Im bliżej końca rundy jesiennej tym sytuacja w tabeli robi się coraz bardziej napięta. Jedno zwycięstwo może pozwolić na awans o 4 - 6 pozycji, a porażka sprowadzić to strefy spadkowej. Biorąc pod uwagę, że Piast najbliższe dwa spotkania rozegra na wyjeździe (Szczedrzykowice i Żmigród), mecz u siebie z Kobierzycami należało wygrać. Pauzującego za kartki Grabowskiego, zastąpił w ataku Konrad Tkaczyk. Od początku spotkania to przyjezdni mieli więcej z gry, częściej utrzymywali się przy piłce i szukali swojej szansy do zdobycia bramki. Drużyna Piasta skupiła się na grze defensywnej, a z ich wyjść ofensywnych nic nie wynikało. Niestety w 37 minucie spotkania zawodnik GKS-u - Leśniarek, zdecydował się na strzał zza pola karnego. Uderzenie było na tyle precyzyjne, że Gilewskiemu pozostało tylko wyciągnąć piłkę z siatki. Na tablicy wyników 0:1. Do przerwy rezultat nie uległ zmianie.

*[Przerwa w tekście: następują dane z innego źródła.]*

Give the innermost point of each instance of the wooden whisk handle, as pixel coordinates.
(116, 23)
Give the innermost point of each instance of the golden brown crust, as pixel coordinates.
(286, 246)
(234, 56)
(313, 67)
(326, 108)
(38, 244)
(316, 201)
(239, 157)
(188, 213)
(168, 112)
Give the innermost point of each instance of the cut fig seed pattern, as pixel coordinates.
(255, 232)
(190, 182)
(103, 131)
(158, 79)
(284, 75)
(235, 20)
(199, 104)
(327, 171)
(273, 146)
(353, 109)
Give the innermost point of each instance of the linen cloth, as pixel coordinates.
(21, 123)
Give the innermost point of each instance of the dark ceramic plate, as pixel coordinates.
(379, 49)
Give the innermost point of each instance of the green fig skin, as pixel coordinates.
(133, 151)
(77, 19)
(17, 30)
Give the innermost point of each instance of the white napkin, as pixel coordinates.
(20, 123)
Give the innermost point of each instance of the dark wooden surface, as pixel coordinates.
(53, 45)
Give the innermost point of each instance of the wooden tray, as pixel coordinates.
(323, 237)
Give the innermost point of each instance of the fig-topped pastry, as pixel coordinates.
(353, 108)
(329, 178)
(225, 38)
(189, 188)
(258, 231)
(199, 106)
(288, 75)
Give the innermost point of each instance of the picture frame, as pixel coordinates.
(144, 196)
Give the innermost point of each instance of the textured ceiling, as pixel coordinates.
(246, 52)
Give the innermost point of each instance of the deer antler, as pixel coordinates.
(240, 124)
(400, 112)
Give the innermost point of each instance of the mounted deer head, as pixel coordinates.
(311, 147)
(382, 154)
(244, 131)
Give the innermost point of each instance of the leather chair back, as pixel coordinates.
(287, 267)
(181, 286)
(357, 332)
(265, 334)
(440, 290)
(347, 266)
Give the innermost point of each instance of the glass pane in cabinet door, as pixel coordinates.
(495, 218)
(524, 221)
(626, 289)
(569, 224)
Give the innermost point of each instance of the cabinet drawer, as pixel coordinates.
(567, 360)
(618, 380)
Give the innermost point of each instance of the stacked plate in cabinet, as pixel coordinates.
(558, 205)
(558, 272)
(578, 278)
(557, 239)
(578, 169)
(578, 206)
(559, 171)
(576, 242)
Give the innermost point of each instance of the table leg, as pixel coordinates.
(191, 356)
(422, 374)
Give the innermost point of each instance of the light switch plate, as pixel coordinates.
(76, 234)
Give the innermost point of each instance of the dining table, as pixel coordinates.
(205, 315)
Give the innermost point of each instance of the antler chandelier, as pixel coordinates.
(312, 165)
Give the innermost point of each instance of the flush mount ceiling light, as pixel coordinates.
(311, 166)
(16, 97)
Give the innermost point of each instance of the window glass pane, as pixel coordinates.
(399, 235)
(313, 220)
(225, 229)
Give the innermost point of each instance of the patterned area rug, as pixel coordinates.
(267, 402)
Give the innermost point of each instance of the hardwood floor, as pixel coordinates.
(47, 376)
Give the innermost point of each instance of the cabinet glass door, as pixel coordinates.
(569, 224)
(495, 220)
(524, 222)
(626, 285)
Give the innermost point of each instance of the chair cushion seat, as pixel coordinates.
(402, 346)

W drugiej połowie gospodarze szukali swojej szansy na zdobycie bramki wyrównującej, ale albo brakowało szczęścia, albo umiejętności.. Najlepszą okazję zmarnował Michalkiewicz, który po doskonałym dośrodkowaniu Kotelnickiego przeniósł piłkę nad poprzeczką. Zespół gości miał również swoje sytuacje. Po ładnej trójkowej akcji, zawodnikowi Kobierzyc przyszło tylko dołożyć stopę i z 5 m umieścić piłkę w siatce, jednak w niewytłumaczalny sposób nie trafił w bramkę. Kilka minut później koszmarny błąd popełnił Kazimierski, i goście powinni prowadzić 0:2…powinni, ale po raz kolejny zabrakło wykończenia. Stare piłkarskie porzekadło mówi, że niewykorzystane sytuacje się mszczą i w tym meczu mieliśmy tego idealny przykład. W 2 minucie doliczonego czasu gry egzekwowany przez Kotelnickiego rzut wolny na bramkę zamienił Woźny. Wynik remisowy utrzymał się do końca, a Piast Zawidów mimo słabego meczu, udowodnił, że potrafi walczyć do końca. Kolejny mecz Zawidowianie rozegrają 23 października w Szczedrzykowicach, z tamtejszym Orkanem.